Under rules set forth in the National Railway Labor Act, which governs the aircraft mechanics, a positive vote by union members would trigger a 30-day cooling-off period. If no agreement is reached when the two sides resume bargaining, the mechanics could strike. The shortest timeline from completion of a vote on September 14th would place the possible job action in mid October, right at the beginning of the parcel carrier's peak season.
A strike vote is a common tactic to restart or energize negotiations and doesn't necessarily indicate an intent by the union members to stage a work stoppage. Market analysts at Stifel Nicolaus reiterated their “hold” rating for UPS stock saying a strike could have a material impact on UPS financials, but the decision was based more on the likelihood of a slow rather than a sharp recovery and not on the potential financial impact of a new labor contract with mechanics.

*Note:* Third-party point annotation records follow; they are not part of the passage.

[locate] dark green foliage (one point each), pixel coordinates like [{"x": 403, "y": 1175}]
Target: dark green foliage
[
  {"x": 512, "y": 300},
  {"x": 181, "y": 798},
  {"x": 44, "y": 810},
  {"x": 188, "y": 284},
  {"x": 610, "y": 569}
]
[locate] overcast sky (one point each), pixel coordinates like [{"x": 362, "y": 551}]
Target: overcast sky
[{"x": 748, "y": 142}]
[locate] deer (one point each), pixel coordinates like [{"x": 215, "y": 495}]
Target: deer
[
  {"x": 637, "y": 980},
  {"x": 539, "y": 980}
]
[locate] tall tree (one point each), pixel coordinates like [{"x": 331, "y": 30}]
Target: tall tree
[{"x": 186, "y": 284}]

In other Teamster contract news, YRC Worldwide had reported that most of its unionized workforce had approved contract changes in a just-completed vote. However, roughly 10% of union workers covered by separate “white paper” agreements did not approve the changes. This led a local newspaper serving the region where YRC's New Penn Motor Express is headquartered to speculate about the regional carrier's future.
The report cited unnamed sources suggesting the unit could be closed or merged into YRC's regional unit. YRC told Logistics Today:
“As previously announced, a small number of the bargaining units representing less than 10% of the company’s Teamsters employees did not yet ratify the labor agreement modifications. The company and the Teamsters are addressing employee concerns for these smaller bargaining units to reconsider the modifications. The company has not filed any change of operations affecting the network status of New Penn. New Penn continues to provide superior regional, next-day transportation services to its customers.”

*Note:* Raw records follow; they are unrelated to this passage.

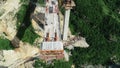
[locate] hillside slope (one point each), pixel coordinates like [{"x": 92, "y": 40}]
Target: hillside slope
[{"x": 99, "y": 22}]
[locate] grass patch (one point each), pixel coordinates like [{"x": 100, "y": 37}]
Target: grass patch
[{"x": 5, "y": 44}]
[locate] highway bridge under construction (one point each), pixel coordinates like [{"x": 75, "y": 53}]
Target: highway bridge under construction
[{"x": 49, "y": 22}]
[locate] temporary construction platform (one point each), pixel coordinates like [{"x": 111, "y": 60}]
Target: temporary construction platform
[{"x": 51, "y": 48}]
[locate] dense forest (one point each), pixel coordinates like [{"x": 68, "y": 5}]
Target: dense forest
[{"x": 99, "y": 22}]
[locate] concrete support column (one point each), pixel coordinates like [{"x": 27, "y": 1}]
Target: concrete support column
[{"x": 66, "y": 24}]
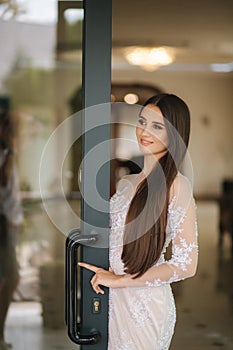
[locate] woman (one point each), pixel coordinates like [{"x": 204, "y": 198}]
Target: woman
[
  {"x": 148, "y": 211},
  {"x": 11, "y": 218}
]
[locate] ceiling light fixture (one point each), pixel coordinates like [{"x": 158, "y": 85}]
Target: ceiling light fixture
[{"x": 149, "y": 58}]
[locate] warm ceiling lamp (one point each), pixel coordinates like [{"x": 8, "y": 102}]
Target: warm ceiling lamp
[{"x": 149, "y": 58}]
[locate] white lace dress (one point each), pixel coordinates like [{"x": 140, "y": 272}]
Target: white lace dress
[{"x": 143, "y": 317}]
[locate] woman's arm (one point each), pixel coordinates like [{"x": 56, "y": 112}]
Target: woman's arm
[{"x": 182, "y": 227}]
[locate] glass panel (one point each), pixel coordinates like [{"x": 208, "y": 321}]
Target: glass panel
[{"x": 40, "y": 88}]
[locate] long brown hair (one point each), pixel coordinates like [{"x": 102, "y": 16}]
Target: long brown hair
[
  {"x": 146, "y": 220},
  {"x": 6, "y": 147}
]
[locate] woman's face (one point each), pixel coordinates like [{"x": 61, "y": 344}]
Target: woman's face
[{"x": 151, "y": 131}]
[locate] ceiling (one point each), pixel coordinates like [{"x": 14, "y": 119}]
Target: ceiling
[{"x": 200, "y": 31}]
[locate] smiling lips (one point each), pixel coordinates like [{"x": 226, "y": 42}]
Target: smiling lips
[{"x": 145, "y": 142}]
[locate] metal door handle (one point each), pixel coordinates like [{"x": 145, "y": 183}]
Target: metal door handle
[{"x": 73, "y": 242}]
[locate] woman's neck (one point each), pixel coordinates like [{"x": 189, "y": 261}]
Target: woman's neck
[{"x": 150, "y": 160}]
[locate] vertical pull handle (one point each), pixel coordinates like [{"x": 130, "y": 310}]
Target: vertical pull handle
[{"x": 74, "y": 240}]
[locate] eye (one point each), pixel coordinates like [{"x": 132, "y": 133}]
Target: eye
[{"x": 141, "y": 121}]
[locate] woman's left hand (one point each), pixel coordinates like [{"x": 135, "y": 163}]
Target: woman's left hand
[{"x": 102, "y": 277}]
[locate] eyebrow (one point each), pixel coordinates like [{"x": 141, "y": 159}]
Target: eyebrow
[{"x": 154, "y": 122}]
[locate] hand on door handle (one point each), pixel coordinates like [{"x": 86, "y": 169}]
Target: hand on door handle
[{"x": 106, "y": 278}]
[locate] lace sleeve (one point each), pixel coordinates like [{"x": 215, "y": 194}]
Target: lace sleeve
[{"x": 182, "y": 229}]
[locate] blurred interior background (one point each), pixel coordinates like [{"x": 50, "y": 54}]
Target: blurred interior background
[{"x": 181, "y": 47}]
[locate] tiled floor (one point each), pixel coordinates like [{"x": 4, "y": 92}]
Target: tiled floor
[{"x": 204, "y": 303}]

The International Brotherhood of Teamsters (IBT) had also responded to the issue following the ratification vote, as Logistics Today reported:
“A small group of IBT members (10% of members voting) did not ratify the agreement. They are subject to a 'handful of separate white paper agreements,' said the IBT. 'As with past contract ratification rejections, those issues will be dealt with on a local-by-local basis,' said the IBT.”

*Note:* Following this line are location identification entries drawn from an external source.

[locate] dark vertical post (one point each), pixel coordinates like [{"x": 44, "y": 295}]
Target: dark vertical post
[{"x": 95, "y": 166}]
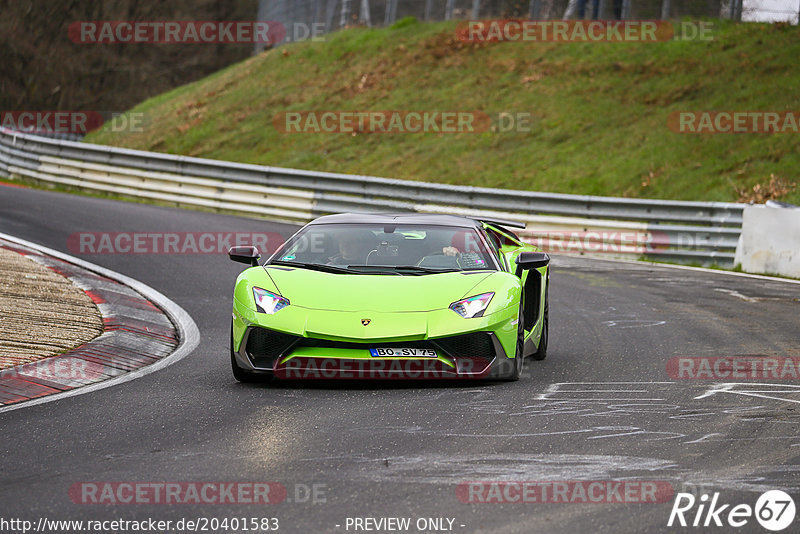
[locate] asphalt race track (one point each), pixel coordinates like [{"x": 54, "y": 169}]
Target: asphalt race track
[{"x": 602, "y": 406}]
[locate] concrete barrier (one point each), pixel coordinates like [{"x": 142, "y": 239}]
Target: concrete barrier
[{"x": 770, "y": 240}]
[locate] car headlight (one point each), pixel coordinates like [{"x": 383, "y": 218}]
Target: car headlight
[
  {"x": 472, "y": 306},
  {"x": 268, "y": 302}
]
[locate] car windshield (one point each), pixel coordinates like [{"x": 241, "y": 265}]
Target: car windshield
[{"x": 386, "y": 249}]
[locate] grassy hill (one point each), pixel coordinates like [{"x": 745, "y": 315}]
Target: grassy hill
[{"x": 599, "y": 111}]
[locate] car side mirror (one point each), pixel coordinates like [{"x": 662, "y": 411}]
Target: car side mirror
[
  {"x": 247, "y": 254},
  {"x": 531, "y": 260}
]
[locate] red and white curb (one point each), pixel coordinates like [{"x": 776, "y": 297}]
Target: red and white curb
[{"x": 144, "y": 331}]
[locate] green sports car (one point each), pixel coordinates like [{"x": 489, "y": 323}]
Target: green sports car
[{"x": 391, "y": 296}]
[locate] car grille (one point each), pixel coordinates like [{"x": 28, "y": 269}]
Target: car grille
[
  {"x": 475, "y": 345},
  {"x": 264, "y": 346}
]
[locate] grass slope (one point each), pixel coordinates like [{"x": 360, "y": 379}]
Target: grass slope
[{"x": 600, "y": 111}]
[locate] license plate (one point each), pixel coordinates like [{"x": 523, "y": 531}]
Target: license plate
[{"x": 402, "y": 353}]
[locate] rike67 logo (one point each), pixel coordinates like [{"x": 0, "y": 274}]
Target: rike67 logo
[{"x": 774, "y": 510}]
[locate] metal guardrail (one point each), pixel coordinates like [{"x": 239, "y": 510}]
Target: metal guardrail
[{"x": 702, "y": 232}]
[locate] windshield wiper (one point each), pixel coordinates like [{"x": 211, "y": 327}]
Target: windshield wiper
[
  {"x": 314, "y": 266},
  {"x": 409, "y": 269}
]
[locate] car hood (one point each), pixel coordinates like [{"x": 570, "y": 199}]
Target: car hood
[{"x": 383, "y": 293}]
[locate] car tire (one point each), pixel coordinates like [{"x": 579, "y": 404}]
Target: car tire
[
  {"x": 242, "y": 375},
  {"x": 541, "y": 352}
]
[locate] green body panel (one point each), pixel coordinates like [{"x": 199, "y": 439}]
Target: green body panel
[{"x": 369, "y": 292}]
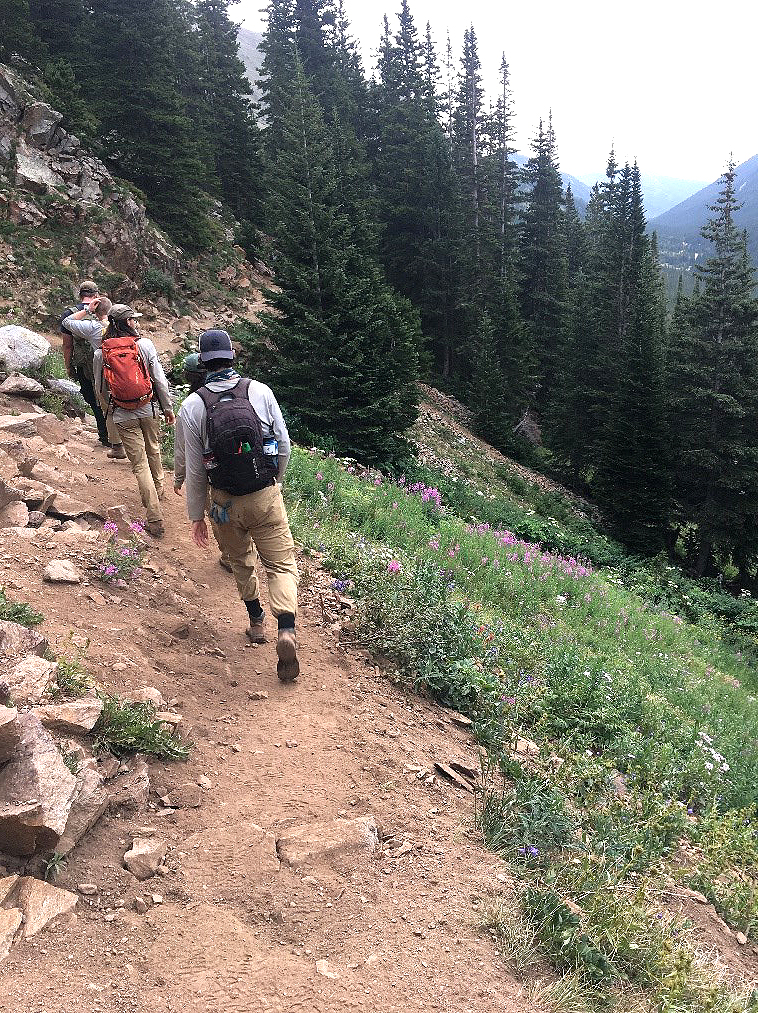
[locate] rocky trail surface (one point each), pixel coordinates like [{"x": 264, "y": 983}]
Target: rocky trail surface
[{"x": 308, "y": 855}]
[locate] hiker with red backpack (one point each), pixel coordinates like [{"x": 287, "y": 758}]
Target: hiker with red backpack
[
  {"x": 128, "y": 372},
  {"x": 235, "y": 441}
]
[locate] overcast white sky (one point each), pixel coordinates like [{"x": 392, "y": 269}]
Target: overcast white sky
[{"x": 670, "y": 83}]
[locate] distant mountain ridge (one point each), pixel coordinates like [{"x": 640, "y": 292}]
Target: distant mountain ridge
[
  {"x": 659, "y": 192},
  {"x": 679, "y": 239},
  {"x": 250, "y": 55}
]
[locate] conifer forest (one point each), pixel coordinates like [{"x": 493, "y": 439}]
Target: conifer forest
[{"x": 407, "y": 244}]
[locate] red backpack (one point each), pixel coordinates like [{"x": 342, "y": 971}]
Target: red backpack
[{"x": 126, "y": 374}]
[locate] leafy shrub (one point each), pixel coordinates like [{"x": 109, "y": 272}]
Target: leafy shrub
[
  {"x": 132, "y": 727},
  {"x": 122, "y": 560},
  {"x": 155, "y": 282}
]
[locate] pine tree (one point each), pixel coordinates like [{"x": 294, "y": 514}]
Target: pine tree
[
  {"x": 146, "y": 131},
  {"x": 714, "y": 401},
  {"x": 231, "y": 133},
  {"x": 543, "y": 261},
  {"x": 336, "y": 321}
]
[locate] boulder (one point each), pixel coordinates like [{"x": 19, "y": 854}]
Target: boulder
[
  {"x": 35, "y": 792},
  {"x": 33, "y": 171},
  {"x": 41, "y": 904},
  {"x": 10, "y": 734},
  {"x": 51, "y": 430},
  {"x": 146, "y": 854},
  {"x": 14, "y": 516},
  {"x": 21, "y": 347},
  {"x": 61, "y": 571},
  {"x": 9, "y": 493},
  {"x": 76, "y": 717},
  {"x": 89, "y": 803},
  {"x": 18, "y": 385},
  {"x": 39, "y": 124},
  {"x": 316, "y": 843},
  {"x": 35, "y": 494},
  {"x": 17, "y": 641},
  {"x": 28, "y": 680}
]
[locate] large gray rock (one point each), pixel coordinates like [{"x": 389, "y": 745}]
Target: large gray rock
[
  {"x": 21, "y": 347},
  {"x": 10, "y": 733},
  {"x": 17, "y": 385},
  {"x": 34, "y": 172},
  {"x": 39, "y": 123},
  {"x": 146, "y": 854},
  {"x": 27, "y": 681},
  {"x": 35, "y": 792},
  {"x": 61, "y": 571},
  {"x": 16, "y": 641},
  {"x": 41, "y": 904},
  {"x": 319, "y": 843}
]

Ballots were mailed to New Penn Teamsters members on August 19th with a deadline to return them by September 9th. In a letter to members, the IBT said, “After the [earlier] ballots were counted, YRC Worldwide Inc. called for an emergency meeting with the Teamsters National Freight Industry Negotiating Committee (TNFINC), which took place August 11. During the August 11 meeting, the company indicated that it plans to call for a Change of Operations in the near future to merge New Penn into YRCW.” Tyson Johnson, co-chairman of the TNFINC, added in the letter that because a merger of New Penn operations into YRCW could cost hundreds of union jobs, most of the locals asked to vote again on the contract changes.